The Orcadia of the novel is thus both a metaphor for the islands from which its inhabitants obviously hail—insular, economically strained, struggling to maintain its own culture against the onslaught of a much more powerful one, worrying about whether it can keep its community whole or whether children will inevitably drift away to better economic and social opportunities—and a coherent SFnal setting in its own right. It achieves this primarily by assuming that economic structures that create and perpetuate inequality today will persist into the future and into space. In one chapter, a ship captain who is being paid for delivering a new alien wreck to Noor muses that it will take months for sublight messages recording the sale to reach the central banks and update her credit, whereas once, when Orcadia was more economically stable, it could maintain its own separate banking system.
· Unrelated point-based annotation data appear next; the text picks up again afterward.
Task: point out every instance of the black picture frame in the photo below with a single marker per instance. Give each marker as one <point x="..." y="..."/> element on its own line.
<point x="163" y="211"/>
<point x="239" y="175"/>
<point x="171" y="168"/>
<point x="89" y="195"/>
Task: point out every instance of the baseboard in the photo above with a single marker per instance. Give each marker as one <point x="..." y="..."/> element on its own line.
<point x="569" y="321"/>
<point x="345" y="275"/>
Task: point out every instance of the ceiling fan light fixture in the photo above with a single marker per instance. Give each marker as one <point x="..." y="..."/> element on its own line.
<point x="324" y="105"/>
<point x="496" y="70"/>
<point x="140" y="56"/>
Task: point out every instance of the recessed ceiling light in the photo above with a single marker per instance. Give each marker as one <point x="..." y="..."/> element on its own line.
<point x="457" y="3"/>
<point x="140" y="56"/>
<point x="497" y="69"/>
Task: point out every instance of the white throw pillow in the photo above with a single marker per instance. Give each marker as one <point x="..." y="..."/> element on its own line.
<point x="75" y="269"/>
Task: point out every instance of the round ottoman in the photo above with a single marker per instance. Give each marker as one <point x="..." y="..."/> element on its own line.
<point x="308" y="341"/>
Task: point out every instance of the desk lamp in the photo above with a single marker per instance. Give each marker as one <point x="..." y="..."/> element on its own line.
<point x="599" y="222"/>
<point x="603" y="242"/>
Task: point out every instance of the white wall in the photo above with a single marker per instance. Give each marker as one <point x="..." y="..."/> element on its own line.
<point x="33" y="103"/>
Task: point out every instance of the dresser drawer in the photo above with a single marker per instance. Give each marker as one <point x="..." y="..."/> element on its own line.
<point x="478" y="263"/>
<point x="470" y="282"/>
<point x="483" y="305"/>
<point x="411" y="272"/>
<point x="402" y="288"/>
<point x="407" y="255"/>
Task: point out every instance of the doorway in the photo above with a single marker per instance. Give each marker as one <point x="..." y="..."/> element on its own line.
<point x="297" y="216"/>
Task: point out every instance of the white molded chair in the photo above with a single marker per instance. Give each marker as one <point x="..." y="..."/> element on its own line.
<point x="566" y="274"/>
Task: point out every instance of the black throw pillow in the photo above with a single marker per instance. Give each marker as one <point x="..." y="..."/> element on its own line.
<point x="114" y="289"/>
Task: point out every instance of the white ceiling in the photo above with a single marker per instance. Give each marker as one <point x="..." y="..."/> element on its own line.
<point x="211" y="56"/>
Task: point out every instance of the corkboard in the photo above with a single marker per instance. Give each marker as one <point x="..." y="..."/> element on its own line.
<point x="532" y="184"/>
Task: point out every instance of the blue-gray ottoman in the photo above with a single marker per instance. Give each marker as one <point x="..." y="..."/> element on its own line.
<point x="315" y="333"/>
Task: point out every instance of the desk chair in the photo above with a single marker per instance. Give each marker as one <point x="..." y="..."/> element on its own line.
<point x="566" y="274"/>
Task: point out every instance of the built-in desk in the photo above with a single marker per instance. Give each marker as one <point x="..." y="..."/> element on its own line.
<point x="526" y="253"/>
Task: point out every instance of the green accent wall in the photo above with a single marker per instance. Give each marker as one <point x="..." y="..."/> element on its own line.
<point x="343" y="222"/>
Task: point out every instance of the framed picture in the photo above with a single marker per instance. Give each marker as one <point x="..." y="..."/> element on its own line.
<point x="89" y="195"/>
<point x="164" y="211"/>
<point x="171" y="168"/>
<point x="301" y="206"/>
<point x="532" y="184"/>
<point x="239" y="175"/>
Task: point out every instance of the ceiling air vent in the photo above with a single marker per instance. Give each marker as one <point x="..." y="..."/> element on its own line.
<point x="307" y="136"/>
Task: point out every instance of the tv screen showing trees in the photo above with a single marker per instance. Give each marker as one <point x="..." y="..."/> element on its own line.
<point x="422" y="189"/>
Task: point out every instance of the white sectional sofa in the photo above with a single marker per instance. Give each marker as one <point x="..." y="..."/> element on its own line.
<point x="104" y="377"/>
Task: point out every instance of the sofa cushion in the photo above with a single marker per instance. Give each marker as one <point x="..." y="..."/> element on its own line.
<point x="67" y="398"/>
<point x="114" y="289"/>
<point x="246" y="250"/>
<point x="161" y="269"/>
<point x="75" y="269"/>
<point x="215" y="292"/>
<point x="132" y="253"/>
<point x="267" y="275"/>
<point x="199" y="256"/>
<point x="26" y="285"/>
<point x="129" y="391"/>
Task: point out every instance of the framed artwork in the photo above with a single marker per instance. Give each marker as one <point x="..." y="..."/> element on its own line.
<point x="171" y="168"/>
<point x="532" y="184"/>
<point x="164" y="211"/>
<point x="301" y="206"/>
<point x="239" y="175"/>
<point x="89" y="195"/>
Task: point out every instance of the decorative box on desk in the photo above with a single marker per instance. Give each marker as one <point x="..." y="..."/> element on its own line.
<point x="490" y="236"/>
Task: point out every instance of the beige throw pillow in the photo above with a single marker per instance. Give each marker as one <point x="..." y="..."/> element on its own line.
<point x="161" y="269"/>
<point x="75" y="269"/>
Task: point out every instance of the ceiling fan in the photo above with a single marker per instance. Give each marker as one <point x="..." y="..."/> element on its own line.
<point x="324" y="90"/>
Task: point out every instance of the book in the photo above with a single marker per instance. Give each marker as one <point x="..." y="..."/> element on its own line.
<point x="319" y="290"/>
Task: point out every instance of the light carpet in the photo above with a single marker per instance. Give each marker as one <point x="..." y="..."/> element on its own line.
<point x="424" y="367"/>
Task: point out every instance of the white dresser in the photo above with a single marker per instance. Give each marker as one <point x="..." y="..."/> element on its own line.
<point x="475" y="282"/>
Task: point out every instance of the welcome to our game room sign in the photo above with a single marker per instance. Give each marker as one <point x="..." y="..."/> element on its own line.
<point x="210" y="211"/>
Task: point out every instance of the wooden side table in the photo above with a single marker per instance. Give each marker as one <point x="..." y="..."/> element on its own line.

In another, a political radical tries to persuade the station council to take the economic downturn as an opportunity to detach themselves from the capitalist consensus and explore other economic systems, only to be met with polite incomprehension. And a third sees a fuel miner in tears of rage over a report that suggests that the gas giant she's been mining, from which she ekes a meager living, may be home to sentient aliens.

Much of the novel is concerned with imagining ordinary, familiar life even in the depths of space, within the context of this remote and economically depressed outpost. Astrid and Darling become involved but find themselves frequently at loggerheads over questions of belonging and ownership. Astrid is outraged—to a degree that she can't even fully articulate—at Darling's attempts to make a home for herself on Orcadia, seeing it as a form of appropriation. But Astrid herself is torn, drawn back to her life on Mars and the opportunities it offers, but reluctant to leave behind the only place where her culture and language still live. Astrid's mother tries to convince her daughter to stay on the station, while arguing with the crewmates on her ship about the risks they've been taking to bring in sufficient hauls. Other characters muse about their retraining once the work they used to live on became automated or lost its clientele. The local bar owner debates selling his business and trying to make a life elsewhere. Everything culminates in a dance, an annual tradition whose whirling circles embody the central metaphor of the novel, the circles of movement in which everyone is caught, sometimes escaping the gravitational pull of a home, sometimes allowing themselves to be caught by it.

As a work of science fiction, Deep Wheel Orcadia is a bit on the basic side—and it ends rather abruptly, with no concrete answer to the questions raised by the inhabitants' visions, the mysterious alien wrecks, or the suggestion that the gas giant may be populated. The more personal questions raised by the novel's storytelling are, similarly, left unresolved. We never find out whether Astrid chooses to stay or go, whether Darling's efforts to make Orcadia her home meet with success, whether the bar owner will succeed in making a new life for himself elsewhere, or whether the mining ships will keep flying. What we get instead is a glimpse of this place, which is both new and old, and which continues to circle in space, speaking in its own unique voice.

Comments

S Johnson said…
An SF novel set in the far future but no mechanical translation?
Yes, why didn't an author making a specific political statement with their choice of language posit a technology that obviates that statement? šŸ™„
S Johnson said…
Because they wanted to rig the story to suit their purpose, obviously. The first question for me as a reader is, can I manage to suspend my disbelief? As for the politics, the assumption that capitalism will conquer space struck me as dubious back when Babylon 5 was airing. But it's a political statement too.